OK - for the sake of an example suppose we were voting on mvt and only five choices got votes two, ten, fifteen twenty and fifty. That does not mean that one of these numbers will be our choice, only that they happened to get all the votes.
Halfway between two and fifty is around 24. (We don't need exact medians for this, though it would go faster with them.) So we count how many voted for values at or below 24, and how many voted for items above that.
Let's say that more than half of the voters voted for 24 or below. OK, so now we make an assumption. Anyone who voted for a number above 24 will prefer the highest number they can get.
So we divide the range from two to 24 in half, picking (say) 11.
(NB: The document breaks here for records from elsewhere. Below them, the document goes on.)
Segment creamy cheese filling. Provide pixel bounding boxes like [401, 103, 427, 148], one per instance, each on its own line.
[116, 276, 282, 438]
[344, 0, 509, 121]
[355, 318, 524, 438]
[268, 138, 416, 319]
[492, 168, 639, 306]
Suppose more than half the votes pick 12 to 24 (counting all those who voted for above 24 as favoring 24 - because 24 is the highest option left). So now we have a range from 12-24. 18 is around halfway along the range between 18 to 24. Counting all those who voted for numbers above 24 as favoring 24, and all those favoring numbers below 12 as favoring 12 (because these are the highest and lowest options remaining), We might end up with 12 to 24. Ok you see where this is going. You keep dividing the number of options in half. At eachs step count anyone who voted for a number above the highest remaining option as favoring the highest remaining option. At each step count thos favoring choices below the lowest remaining option as favoring the lowest remaining option. Eventually you end up with only one option which becomes the winner.
Note that choosing number halfway only speeds up the process. As long as you keep dividing the voters into unequal sets you will eventually narrow it to the same choice.
This is almost exactly like the simplest algorithm for programming a binary search. Maya I think suggested this upthread. Note that if we did this (which of course we won't) someone voting for eighty quadrillion would not bias the choice in any way. It would count exactly the same as any other for a number larger than the majority wants.
Just as a sanity check, I will do this based on the published vote counts when the vote is complete. It will be interesting to see how the results vary from the average. (I'm presuming here, that all unique numbers picked, and the number of votes for each will be published - or just a list of votes stripped of the voters could be e-mailed to me, and I could then publish statistics.)